Can Paul Chan make the necessary adjustments to the Hong Kong budget without upsetting the public?
Hong Kong’s finance chief is expected to deliver his budget speech on February 26 and is under mounting pressure to balance the books. The Post looks at the dilemmas involved and the political will required to address funding challenges in a two-part series.
For six days a week, 64-year-old Wen Runlan spends half an hour commuting on the MTR to get to work, spending just HK$2 (26 US cents) per trip thanks to the government’s transport subsidy.
For Wen, a security guard who earns HK$12,000 a month and lives alone, the subsidy is significant, allowing her to save about HK$400 monthly, or HK$15.6 each day, travelling between her home in Shek Mun and her workplace in Lai Chi Kok.
“Without the HK$2 fare, I would need to further tighten my belt, such as by going out less on my days off … because it’s not possible for me to cut back on my rent and medical expenses,” she said.
Wen spends a third of her wage on rent and traditional Chinese medicine for her stomach and nerve problems. The rest goes to daily living expenses and retirement savings, although she says she has little hope of stopping work any time soon.
“I hope the government can consider the financial hardships of the low-income group if they are to adjust the HK$2 transport subsidy [for those aged 60 to 65],” she said, adding she hoped the fare would not be raised beyond HK$3.
Wen’s concerns reflect the widespread apprehension among residents ahead of Financial Secretary Paul Chan Mo-po’s delivery of his annual budget speech on February 26.
Unlike in previous years when coffers were overflowing, residents no longer chatter about what sweeteners they might enjoy and instead are worried about potential cuts to their benefits.
The government is in a bind, as the city grapples with a deficit for the current financial year estimated at HK$100 billion.

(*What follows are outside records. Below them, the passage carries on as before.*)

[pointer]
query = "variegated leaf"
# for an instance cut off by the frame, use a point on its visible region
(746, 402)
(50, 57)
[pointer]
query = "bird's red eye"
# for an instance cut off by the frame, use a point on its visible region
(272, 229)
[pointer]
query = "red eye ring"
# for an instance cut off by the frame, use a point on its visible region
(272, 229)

Spending cuts are likely to be unpopular, especially among those already facing hardships during the economic slowdown. But deep cuts seem necessary as increasing revenue appears difficult amid geopolitical tensions between China and the United States.
Equally alarming to observers is the possibility that Hong Kong is entering an era of structural deficit. This has raised questions about whether the situation will reach a tipping point that affects the financial hub’s credit rating and hinders its efforts to find new drivers for growth.
The Post examined some of the dilemmas the government faces should it cut expenditure in major spending areas, such as the HK$2 transport subsidy, public healthcare and civil servant salaries.
Observers said addressing funding challenges would require that Chan demonstrate strong political will and embrace bold reforms, performing a delicate balancing act that avoided frustrating those already in financial hardships while also instilling faith in the city’s long-term development.
Alarming deficit and reserve levels
Hong Kong’s estimated deficit of about HK$100 billion for the 2024-25 financial year, as well as a reserve expected to plummet to HK$685.1 billion from a peak of HK$1.17 trillion in 2018-19, has raised alarms over the government’s fiscal management.
The financial hub had previously enjoyed budget surpluses for over a decade. But the deficit levels of the past four financial years have surpassed that of previous economic downturns since the city’s return to Chinese rule in 1997. The deficit was HK$122.3 billion in 2022-23 and HK$100.2 billion in 2023-24.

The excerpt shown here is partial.